Abandono rural y ausencia de cortafuegos naturales
Uno de los problemas estructurales identificados por González es el abandono del campo: “Desde los años 60, la actividad agrícola y ganadera ha disminuido, actividades que mantenían un paisaje de mosaico con cultivos y pastos que funcionaban como cortafuegos naturales. Ahora tenemos grandes extensiones continuas de vegetación que, cuando se incendian, lo hacen de manera masiva”.
Es esencial crear discontinuidades en el bosque, manejar los recursos y trabajar en las zonas de interfaz urbano-forestal.
Considera que no es viable intervenir intensivamente en todo el territorio, pero sí en puntos clave: “La gestión forestal es crucial. Es necesario crear discontinuidades en el bosque, manejar los recursos y trabajar en las zonas de interfaz urbano-forestal. Por ley, deberían existir al menos 25 metros limpios alrededor de urbanizaciones y núcleos en riesgo. Esta franja reduce tanto la intensidad del fuego que puede detenerse antes de que alcance las viviendas”.
Sin embargo, destaca que incluso con estas medidas, situaciones como la de Tres Cantos demuestran los límites de la prevención. “Allí se produjo una tormenta seca con ráfagas de viento de 70 km/h.
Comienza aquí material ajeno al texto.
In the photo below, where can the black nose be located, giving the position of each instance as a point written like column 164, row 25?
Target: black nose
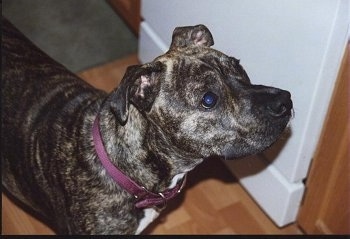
column 280, row 104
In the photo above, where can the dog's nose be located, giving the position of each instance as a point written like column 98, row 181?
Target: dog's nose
column 281, row 104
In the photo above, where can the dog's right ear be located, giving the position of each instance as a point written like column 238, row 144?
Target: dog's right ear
column 198, row 35
column 139, row 86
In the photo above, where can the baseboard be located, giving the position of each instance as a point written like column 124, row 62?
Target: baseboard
column 279, row 198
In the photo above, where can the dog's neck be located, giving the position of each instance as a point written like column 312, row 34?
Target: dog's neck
column 143, row 162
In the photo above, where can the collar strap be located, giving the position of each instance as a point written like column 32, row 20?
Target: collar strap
column 144, row 197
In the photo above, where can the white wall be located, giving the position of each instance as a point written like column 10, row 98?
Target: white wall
column 295, row 45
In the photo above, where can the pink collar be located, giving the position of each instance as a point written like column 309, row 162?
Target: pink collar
column 144, row 197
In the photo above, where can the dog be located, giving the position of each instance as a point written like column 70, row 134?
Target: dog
column 89, row 162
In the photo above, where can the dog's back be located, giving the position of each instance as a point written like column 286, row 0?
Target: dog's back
column 35, row 111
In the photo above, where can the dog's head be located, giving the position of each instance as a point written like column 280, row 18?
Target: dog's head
column 202, row 100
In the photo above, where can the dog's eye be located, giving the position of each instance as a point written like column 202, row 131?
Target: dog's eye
column 209, row 100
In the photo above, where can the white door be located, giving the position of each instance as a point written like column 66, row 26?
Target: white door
column 295, row 45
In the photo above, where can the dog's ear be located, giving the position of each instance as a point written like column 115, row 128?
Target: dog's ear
column 198, row 35
column 139, row 86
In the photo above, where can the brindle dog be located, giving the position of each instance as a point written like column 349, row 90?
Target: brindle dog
column 166, row 117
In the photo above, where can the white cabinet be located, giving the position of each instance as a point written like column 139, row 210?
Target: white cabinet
column 295, row 45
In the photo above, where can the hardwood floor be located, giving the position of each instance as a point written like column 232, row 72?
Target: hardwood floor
column 213, row 202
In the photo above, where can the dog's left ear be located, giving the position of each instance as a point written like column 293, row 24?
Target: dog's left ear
column 139, row 86
column 198, row 35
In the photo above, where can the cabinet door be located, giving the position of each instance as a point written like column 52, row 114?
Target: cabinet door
column 326, row 208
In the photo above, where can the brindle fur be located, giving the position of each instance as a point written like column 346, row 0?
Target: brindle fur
column 153, row 127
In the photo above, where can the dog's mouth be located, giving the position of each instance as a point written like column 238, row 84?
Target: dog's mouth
column 251, row 146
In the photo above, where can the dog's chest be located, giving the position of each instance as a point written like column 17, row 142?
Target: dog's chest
column 150, row 214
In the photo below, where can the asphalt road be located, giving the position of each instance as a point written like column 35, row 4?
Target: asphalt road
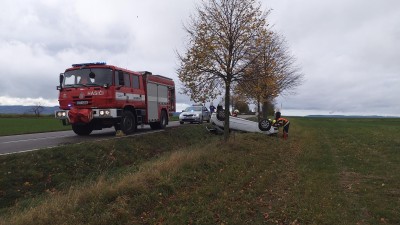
column 33, row 142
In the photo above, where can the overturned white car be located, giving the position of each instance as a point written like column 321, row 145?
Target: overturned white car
column 239, row 124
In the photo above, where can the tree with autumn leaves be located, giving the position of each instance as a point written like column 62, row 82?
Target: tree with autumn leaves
column 224, row 51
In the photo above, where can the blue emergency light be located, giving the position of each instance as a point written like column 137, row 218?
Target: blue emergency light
column 88, row 64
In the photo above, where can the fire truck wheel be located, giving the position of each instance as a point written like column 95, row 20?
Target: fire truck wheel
column 128, row 122
column 82, row 129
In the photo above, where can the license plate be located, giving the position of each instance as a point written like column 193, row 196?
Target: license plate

Con esas condiciones, aunque existan franjas limpias, la intensidad de la radiación y las llamas puede superar cualquier barrera”, afirma.
Coordinación nacional
En algunas regiones afectadas se han activado niveles de emergencia que facilitan la movilización de recursos y la coordinación entre administraciones. “Es crucial un mando único y que los técnicos más capacitados tomen las decisiones. En un gran incendio pueden trabajar ocho o diez mil personas en turnos de 24 horas, y todo debe funcionar como un reloj”, explica González.
El experto recuerda que las noches, tradicionalmente aliadas en la lucha contra el fuego debido a la baja de temperaturas, no están ayudando este verano: “Si la temperatura nocturna baja, la intensidad de la llama disminuye significativamente. Este año, en muchas áreas, las noches no están ofreciendo respiro. Esperamos que eso cambie en los próximos días porque podría ser decisivo”.
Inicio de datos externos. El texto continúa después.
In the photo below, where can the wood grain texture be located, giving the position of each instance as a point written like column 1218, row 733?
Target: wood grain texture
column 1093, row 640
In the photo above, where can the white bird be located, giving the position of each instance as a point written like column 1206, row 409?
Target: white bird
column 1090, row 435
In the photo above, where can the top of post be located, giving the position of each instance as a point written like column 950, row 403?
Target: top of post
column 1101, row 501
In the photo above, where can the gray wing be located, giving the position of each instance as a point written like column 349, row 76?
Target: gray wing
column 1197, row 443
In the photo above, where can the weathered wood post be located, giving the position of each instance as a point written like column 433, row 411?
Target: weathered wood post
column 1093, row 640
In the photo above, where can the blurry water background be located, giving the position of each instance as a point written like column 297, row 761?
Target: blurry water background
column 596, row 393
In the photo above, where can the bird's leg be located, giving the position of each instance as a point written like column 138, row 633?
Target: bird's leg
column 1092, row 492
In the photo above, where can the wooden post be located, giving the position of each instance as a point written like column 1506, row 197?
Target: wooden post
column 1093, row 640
Tanto Greenpeace como el Colegio de Ingenieros Forestales instan a la ciudadanía a extremar precauciones. “Es crucial ser muy cauto: no se debe encender fuego en el campo, quemar rastrojos, ni realizar ninguna actividad que genere chispas. Un descuido puede tener consecuencias devastadoras”, insiste Parrilla.
González agrega que, además de los accidentes, existe el riesgo de incendios provocados intencionalmente: “A veces el fuego atrae más fuego. Hay personas con problemas psicológicos que se sienten impulsadas a provocarlos. Por eso es fundamental comunicar con prudencia y evitar incentivar comportamientos imitativos”.
Si la ola de calor se mantiene, nos espera un mes y medio muy difícil.
Con casi todo agosto y septiembre por delante, las perspectivas no son alentadoras. “Si la ola de calor continúa, podríamos enfrentarnos a un periodo extremadamente complicado. No sería raro que experimentáramos eventos tan graves como los grandes incendios de 1994, cuando se quemaron medio millón de hectáreas”, advierte González.
Greenpeace insiste en que, más allá de la emergencia actual, “la buena noticia es que todavía podemos hacer mucho. Si gestionamos adecuadamente el territorio, reducimos las emisiones y adaptamos nuestros bosques al nuevo escenario climático, podemos lograr que los incendios sean menos frecuentes y de menor intensidad. Pero esto requiere inversión, planificación y voluntad política”.
Mientras tanto, los equipos de extinción continuarán trabajando al límite, tratando de contener unas llamas que, en muchos casos, avanzan más rápido que sus propios medios. Como concluye González, “la sociedad debe reconocer que contamos con profesionales de primer nivel, pero no podemos dejar toda la responsabilidad en ellos. La prevención es tarea de todos. Y en este momento, la mejor ayuda es no agregar una chispa más en un país que ya está ardiendo”.